The residential real estate segment is highly unorganized and fragmented


and accounts for around 75% of the total turnover of the real estate
sector in India.
The segment is categorized into premium housing, mid-market, and low-
cost housing. In recent years, maximum number of developments has
taken place in the premium housing segment. The residential segment
has been experiencing tremendous growth in the past few years.
It has seen major transformation from its initial days of unplanned
development to the present times when majority of players are
introducing planned townships with enhanced product offerings. The
segment is also characterized by increasing investments and growing FDI.
However, much of this high growth was seen in the higher income
(premium) category as developers primarily focused on this category and
neglected the middle and lower income groups.
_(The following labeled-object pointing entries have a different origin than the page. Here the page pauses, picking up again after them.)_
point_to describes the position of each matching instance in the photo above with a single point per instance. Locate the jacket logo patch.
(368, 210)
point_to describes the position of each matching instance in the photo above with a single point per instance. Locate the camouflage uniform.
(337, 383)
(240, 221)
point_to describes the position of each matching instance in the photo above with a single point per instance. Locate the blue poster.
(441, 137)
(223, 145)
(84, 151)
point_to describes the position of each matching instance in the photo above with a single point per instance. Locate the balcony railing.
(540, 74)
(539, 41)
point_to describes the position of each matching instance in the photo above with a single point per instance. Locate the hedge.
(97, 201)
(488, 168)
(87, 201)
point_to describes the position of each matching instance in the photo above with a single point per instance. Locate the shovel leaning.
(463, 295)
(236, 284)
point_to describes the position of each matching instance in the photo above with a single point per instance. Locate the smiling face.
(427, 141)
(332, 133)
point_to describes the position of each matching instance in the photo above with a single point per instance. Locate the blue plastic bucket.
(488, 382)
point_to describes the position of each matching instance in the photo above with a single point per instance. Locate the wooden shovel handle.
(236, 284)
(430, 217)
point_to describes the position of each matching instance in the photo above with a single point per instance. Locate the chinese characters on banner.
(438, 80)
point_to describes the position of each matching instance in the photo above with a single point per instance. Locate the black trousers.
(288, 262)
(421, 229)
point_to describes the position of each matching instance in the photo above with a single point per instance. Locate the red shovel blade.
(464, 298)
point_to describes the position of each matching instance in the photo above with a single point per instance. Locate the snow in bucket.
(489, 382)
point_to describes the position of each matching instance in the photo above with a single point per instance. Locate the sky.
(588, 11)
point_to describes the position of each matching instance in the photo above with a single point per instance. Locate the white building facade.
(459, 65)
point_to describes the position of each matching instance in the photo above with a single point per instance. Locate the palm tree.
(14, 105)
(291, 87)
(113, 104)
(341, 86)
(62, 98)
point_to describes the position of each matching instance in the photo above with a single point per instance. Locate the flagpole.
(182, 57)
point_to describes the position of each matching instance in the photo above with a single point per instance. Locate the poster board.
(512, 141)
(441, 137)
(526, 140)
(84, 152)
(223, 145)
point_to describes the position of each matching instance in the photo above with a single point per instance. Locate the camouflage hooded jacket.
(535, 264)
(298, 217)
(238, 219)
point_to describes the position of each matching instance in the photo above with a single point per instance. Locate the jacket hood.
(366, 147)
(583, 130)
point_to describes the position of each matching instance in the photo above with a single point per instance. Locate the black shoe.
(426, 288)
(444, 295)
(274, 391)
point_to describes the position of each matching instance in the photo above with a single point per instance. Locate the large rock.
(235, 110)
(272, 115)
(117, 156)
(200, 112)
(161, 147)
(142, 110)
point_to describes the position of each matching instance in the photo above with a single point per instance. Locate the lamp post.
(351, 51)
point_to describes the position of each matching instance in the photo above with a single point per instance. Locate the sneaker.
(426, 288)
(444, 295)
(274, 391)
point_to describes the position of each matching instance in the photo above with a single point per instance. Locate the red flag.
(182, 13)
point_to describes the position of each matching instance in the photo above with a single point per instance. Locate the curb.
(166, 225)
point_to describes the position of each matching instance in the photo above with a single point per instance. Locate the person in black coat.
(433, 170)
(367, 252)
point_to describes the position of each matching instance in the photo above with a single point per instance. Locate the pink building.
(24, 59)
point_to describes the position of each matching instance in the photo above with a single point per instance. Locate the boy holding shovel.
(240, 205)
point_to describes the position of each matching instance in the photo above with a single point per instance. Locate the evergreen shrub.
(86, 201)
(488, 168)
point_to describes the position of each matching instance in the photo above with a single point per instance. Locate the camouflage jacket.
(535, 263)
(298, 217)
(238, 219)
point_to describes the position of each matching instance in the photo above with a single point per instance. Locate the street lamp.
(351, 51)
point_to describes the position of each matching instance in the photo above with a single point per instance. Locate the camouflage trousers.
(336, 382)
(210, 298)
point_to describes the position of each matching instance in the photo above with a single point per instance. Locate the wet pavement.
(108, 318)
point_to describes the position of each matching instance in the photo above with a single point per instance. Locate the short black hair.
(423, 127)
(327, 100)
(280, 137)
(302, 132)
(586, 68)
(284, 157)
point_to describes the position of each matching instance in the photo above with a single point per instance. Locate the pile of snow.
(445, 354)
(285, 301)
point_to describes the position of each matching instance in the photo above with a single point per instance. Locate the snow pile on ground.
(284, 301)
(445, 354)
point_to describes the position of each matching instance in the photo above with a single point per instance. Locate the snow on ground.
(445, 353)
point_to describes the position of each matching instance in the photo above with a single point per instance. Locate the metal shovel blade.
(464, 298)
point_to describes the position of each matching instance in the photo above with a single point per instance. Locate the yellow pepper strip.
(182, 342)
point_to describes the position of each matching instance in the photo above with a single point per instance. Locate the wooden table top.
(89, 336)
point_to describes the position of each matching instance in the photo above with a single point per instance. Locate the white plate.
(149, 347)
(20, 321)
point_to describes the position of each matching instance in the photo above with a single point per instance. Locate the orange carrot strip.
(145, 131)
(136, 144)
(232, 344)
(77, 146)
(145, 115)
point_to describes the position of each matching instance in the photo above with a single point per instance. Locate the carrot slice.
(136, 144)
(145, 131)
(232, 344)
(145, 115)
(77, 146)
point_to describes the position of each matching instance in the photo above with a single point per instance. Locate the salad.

Further, this development
was majorly concentrated in the tier 1/metro cities.
Nevertheless, the slackening demand in premium housing and changing
dynamics of the business propelled by the global slowdown, falling stock
markets and inflation compelled developers to shift their focus to
development of housing units for the middle and low-income group
categories which faced a shortage of affordable housing as well as in tier 1
and tier 2 cities; as a result, there has been a spurt in real estate projects
in these cities with the regional players expanding their presence across
India.

1. GROWTH DRIVERS

•Rapid urbanisation —the urban population is estimated to reach 590


million by 2030.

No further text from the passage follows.